À l'été 1926, un ingénieur américain employé aux Bell Telephone Laboratories, Albert L. Thuras, dépose le brevet d'un haut-parleur électrodynamique à pavillon exponentiel et directionnel de grande dimension. L'appareil est utilisé avec succès à New York pour la première du film musical Vitaphone Don Juan (Alan Crosland). Pièce rarissime, le Western Electric 555W Receiver, avec son pavillon en bois haut de 2 mètres, devient l'un des appareils les plus mythiques de l'histoire du cinéma et contribue largement à la propagation des films « 100 % sonores et chantants ». Certaines salles vont jusqu'à placer 12 haut-parleurs derrière l'écran pour diffuser le son.

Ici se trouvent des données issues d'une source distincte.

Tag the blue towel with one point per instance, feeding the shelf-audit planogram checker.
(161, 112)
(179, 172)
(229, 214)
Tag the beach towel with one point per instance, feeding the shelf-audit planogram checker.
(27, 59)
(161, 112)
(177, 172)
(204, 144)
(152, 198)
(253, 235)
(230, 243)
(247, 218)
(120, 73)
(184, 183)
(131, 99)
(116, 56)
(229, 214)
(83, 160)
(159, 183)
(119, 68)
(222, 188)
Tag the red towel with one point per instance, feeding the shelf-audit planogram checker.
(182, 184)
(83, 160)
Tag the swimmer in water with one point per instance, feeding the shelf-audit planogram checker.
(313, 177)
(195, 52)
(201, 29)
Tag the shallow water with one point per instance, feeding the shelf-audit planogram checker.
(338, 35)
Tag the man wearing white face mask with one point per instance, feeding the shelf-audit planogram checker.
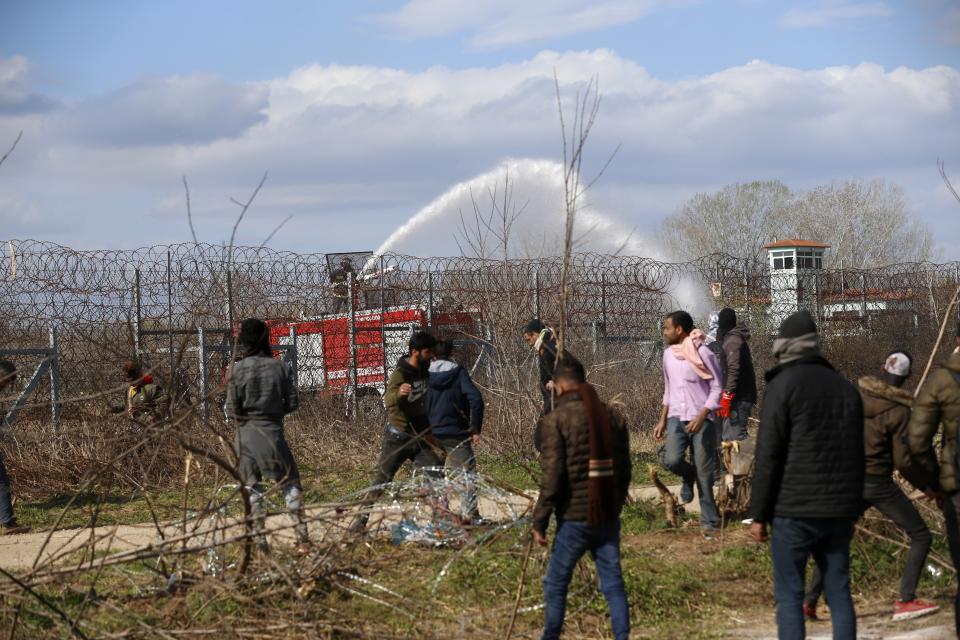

Fabriqué à Rotterdam en 1929, ce projecteur 35 mm sonore est équipé d'un tourne-disque pour le système Vitaphone et d'un lecteur de son optique type Movietone. Très rare, ce modèle est le fruit d'une collaboration laborieuse entre les chercheurs, les fabricants d'équipements cinématographiques et le monde de la finance. Le Vitaphone a été utilisé pour des longs métrages et près de 2 000 courts métrages produits par la Warner Bros. entre 1926 et 1930. Mais ce procédé est très rapidement abandonné au profit du son optique sur film.

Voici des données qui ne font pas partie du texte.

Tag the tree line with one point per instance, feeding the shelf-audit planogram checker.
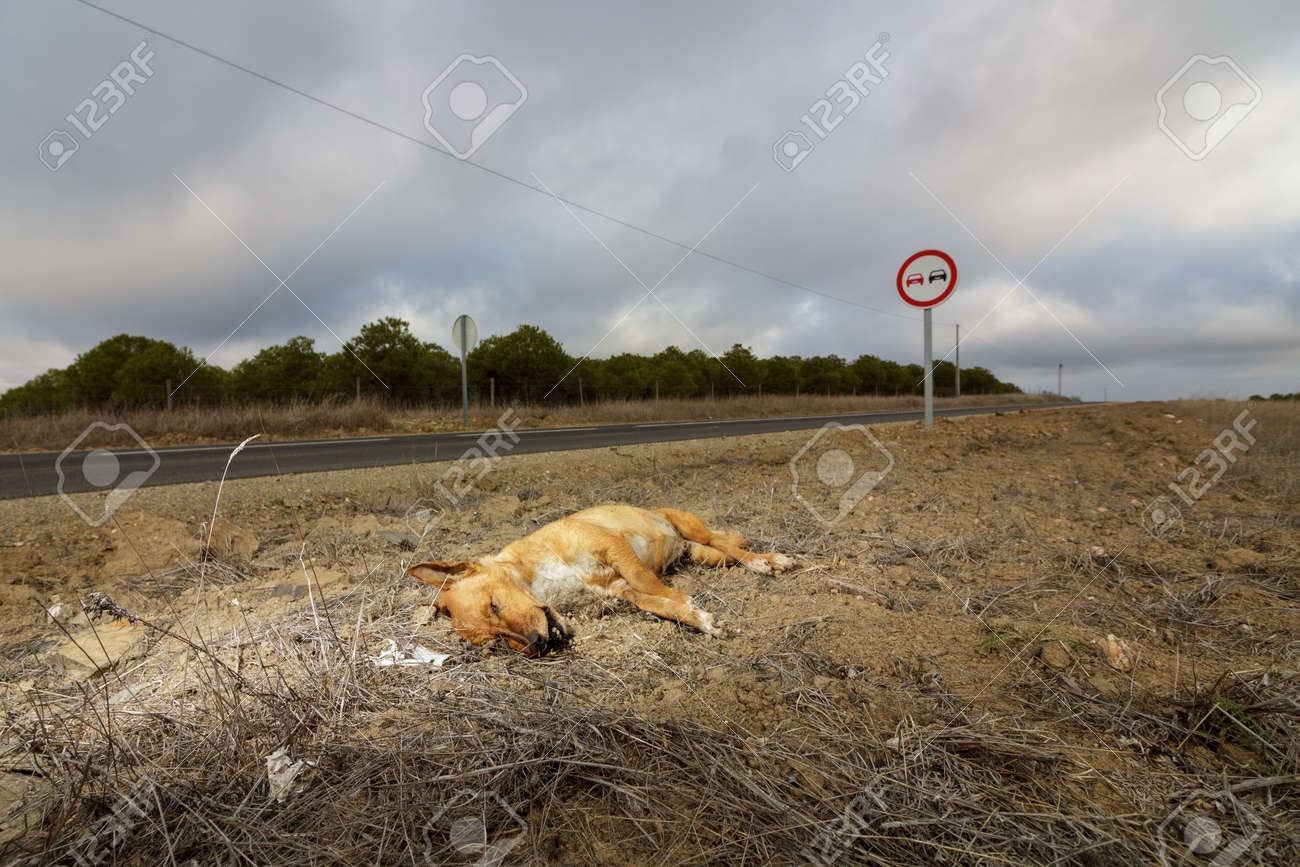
(385, 360)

Présenté le 6 octobre 1927 à New York, The Jazz Singer (Le Chanteur de jazz) d'Alan Crosland allait révolutionner l'industrie cinématographique. « You ain't heard nothin' yet! » (« Vous n'avez encore rien entendu ! »), lance l'acteur Al Jolson au public avant d'entamer une chanson. Deux petites minutes de dialogues synchronisés grâce au système de disques Vitaphone fascinent les foules. Le film rapporte deux millions et demi de dollars, pour un coût de cinq cent mille.
En 1934, la Mitchell Camera Corporation met au point la première « BNC » (Blimped Noiseless Camera). Enfermée dans un caisson insonorisé (blimp), cette incontournable caméra 35 mm est utilisée à partir de 1937 et pendant plus de trente ans dans tous les studios de cinéma. Gregg Toland tourne avec ce modèle, fabriqué de 1938 à 1967, le Citizen Kane d'Orson Welles (1939). Jean-Luc Godard et Raoul Coutard la célèbrent dans Le Mépris (1963). Au lendemain de la Seconde Guerre mondiale, la firme californienne souligne que « 85% des films projetés dans le monde entier sont filmés par une Mitchell ».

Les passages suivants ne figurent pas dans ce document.